Binary trie coding scheme: an intelligent genetic algorithm avoiding premature convergence

Abstract

The multi-dimensional knapsack problems (MKP) have a landscape called a rugged landscape, which may lead to local optima without any progress to optimal solution. Optimization requirement often involves searching amongst various solutions under multi-objective situations. Maintaining diversity and avoiding premature convergence while keeping the population size small and unique is one of the prime approaches to meet the requirements. In this paper, we propose a practical solution to the duplicity as well as premature convergence problem. We have introduced the concept of virtually compressed binary trie (VCBT) and tried to show that the VCBT can be naturally integrated with the genetic algorithm (GA) so that duplicates are completely eliminated while the trie size is kept reasonably small and practically feasible.

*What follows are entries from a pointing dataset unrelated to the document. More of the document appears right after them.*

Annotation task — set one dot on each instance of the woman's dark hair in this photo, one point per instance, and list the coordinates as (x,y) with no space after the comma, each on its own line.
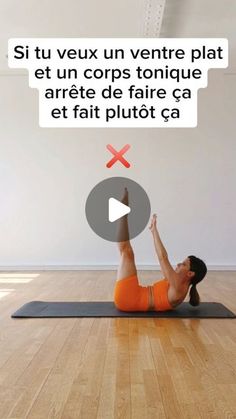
(199,268)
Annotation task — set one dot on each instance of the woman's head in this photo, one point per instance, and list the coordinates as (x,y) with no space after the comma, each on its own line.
(199,270)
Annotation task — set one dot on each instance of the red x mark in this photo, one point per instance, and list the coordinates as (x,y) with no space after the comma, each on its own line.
(118,155)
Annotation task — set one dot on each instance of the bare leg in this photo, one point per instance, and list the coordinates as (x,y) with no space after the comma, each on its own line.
(127,263)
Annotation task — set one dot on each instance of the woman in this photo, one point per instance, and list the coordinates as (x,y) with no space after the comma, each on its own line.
(162,295)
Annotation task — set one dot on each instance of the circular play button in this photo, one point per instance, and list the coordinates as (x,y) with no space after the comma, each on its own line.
(112,203)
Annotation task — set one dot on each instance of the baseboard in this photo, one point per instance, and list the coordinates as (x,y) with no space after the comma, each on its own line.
(99,268)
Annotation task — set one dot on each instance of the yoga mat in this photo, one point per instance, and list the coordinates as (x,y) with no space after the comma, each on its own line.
(108,309)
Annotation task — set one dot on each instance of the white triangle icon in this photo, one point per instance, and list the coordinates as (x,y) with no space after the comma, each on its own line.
(116,210)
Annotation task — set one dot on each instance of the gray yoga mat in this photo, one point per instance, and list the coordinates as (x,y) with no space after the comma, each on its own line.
(108,309)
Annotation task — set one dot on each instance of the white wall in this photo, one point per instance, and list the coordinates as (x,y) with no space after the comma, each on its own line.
(46,174)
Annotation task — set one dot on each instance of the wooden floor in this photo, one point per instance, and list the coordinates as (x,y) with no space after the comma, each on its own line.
(113,368)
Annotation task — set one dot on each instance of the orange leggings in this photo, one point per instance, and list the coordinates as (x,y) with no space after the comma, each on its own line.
(130,296)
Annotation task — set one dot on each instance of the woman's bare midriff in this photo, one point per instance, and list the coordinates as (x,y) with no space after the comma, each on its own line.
(176,298)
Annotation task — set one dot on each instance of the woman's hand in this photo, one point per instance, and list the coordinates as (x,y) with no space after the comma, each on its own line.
(153,225)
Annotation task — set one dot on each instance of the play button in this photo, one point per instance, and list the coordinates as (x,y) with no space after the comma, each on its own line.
(106,208)
(117,210)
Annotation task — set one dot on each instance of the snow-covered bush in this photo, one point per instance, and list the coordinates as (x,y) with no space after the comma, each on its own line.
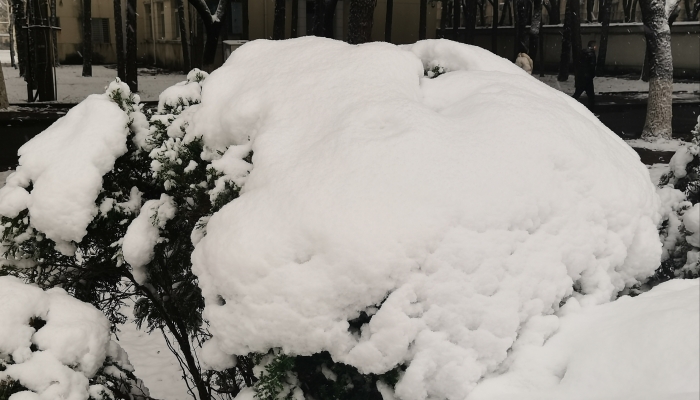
(335,223)
(53,346)
(108,203)
(679,190)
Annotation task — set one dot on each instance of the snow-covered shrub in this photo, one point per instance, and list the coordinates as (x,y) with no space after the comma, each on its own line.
(108,203)
(53,346)
(679,190)
(399,223)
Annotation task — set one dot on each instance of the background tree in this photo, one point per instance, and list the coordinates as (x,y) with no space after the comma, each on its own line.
(604,15)
(360,21)
(212,26)
(553,8)
(131,71)
(119,40)
(87,37)
(389,20)
(186,61)
(658,37)
(469,20)
(279,22)
(4,103)
(520,28)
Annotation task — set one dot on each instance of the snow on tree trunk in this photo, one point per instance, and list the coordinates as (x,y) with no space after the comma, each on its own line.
(119,40)
(658,36)
(279,22)
(131,38)
(360,21)
(87,37)
(186,60)
(4,103)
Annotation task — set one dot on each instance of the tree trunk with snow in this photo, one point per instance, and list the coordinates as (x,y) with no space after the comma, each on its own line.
(360,21)
(4,103)
(535,28)
(469,21)
(186,61)
(565,46)
(552,7)
(658,36)
(280,20)
(20,34)
(388,22)
(520,28)
(604,13)
(119,40)
(212,25)
(87,37)
(131,71)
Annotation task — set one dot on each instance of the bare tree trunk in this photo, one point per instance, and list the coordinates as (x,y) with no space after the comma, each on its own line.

Our binary trie coding scheme (BTCS) relies on problem-specific knowledge in fragmenting the search space into feasible and infeasible regions, and thus pruning the infeasible areas. Pruning of the trie occurs frequently and is dependent upon many parameters (other than the infeasibility) and the trie size is kept small throughout the whole process. Comparison tables are given for the performance of the BTCS and other good performing evolutionary algorithms found in literature for the MKP. Here, the optimization ability of the BTCS is compared against the GA given by Chu and Beasley; in particular, on a suite of standard MKP test instances from the OR library. The simulation results show that the proposed strategy significantly improves the computational efficiency of GA and generates robust and near-optimal solutions.

Keywords:

• genetic algorithm
• multi dimensional knapsack problem
• premature convergence
• binary trie coding scheme
• diversity

2000 AMS Subject Classifications :

• 68T20
• 68Q25

Acknowledgements

The revised manuscript is being submitted after incorporating the comments of the three referees. The modification and the improvements asked for have helped in providing a better insight and readability to the proposed BTCS. The algorithmic flow of procedures and the various routines with their dependencies have become more apparent. I would like to thank all the referees for sparing their valuable time and providing relevant comments which have definitely guided me in producing a refined article.